Most of the literature says that caffeine is ok "in moderation," which is generally interpreted as no more than 2 cups of coffee a day... an amount of caffeine my body hasn't been able to tolerate in years. ;-) Actually, here's a pretty good summary of the available research:

http://www.fetal-exposure.org/CAFFEINE.html

It seems that, sometimes, at high enough doses, a small effect has been determined. The lowest threshhold dose that found any correlation is 71 mg a day, which is less than you'd find in your cup of green tea most likely (depending on type, green tea has 30-50 mg per 8 oz. cup).

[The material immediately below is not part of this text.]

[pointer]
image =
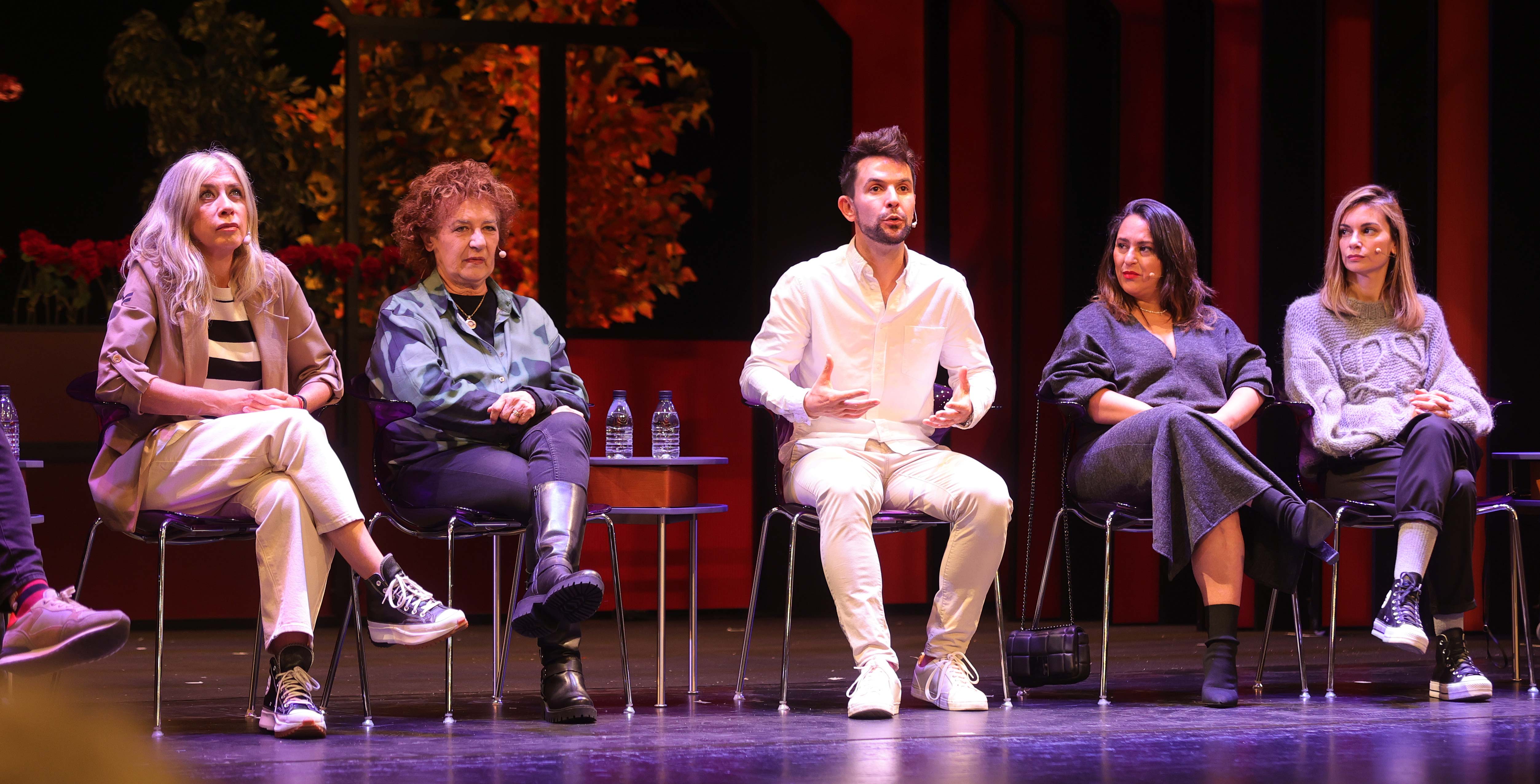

Rooibos has its own issues; the plant is a legume, which is relatively allergenic. Some women feel it's important to avoid common allergens during pregnancy (two of the items on the "big 8" list, peanuts and soy, are also legumes). IOW... you can drive yourself crazy trying to decide what's "safe" in pregnancy. ;-)


----------



## csrabine (Jul 12, 2005)

I do like rooibos tea. DD is a rotten sleeper, so I cut out caffeine altogether when I was breastfeeding, and drank rooibos instead. After we stopped breastfeeding, I went back to drinking small amounts of caffeine (1 cup of matcha tea per day).

I've just been SO tired during the first part of this pregnancy, that I feel like I need a little pick-me-up so that I don't fall asleep at my desk at work! I will probably ease off the caffeine after the fatigue passes (maybe the second trimester), going to white tea first (much less caffeine than matcha), then down to rooibos.

Didn't know about the allergenic possibilities of rooibos... But I'm a vegetarian, so I already eat nuts and soy to get my protein. Sheesh, it seems like there are so many "don'ts" during pregnancy, how am I supposed to enjoy myself?







:


----------



## tallulahma (Jun 16, 2006)

[quote
*It is estimated that a woman would have to drink 10-14 cups of coffee in one sitting to begin to reach the doses which have teratogenic effects in animals (Nehlig & Debry, 1994a)
quote]

MODERATION!

*If you have been drinking one cup everyday since before you were pregnant, you would most definitely be safe to continue that practice. The amount of caffeine in that cup of tea is not excessive, you are aware of how it effects your body.

but I believe that anything in moderation is fine. so take my advice fwiw.

I drink my cup of coffee everyday.


----------



## Anouk (May 13, 2007)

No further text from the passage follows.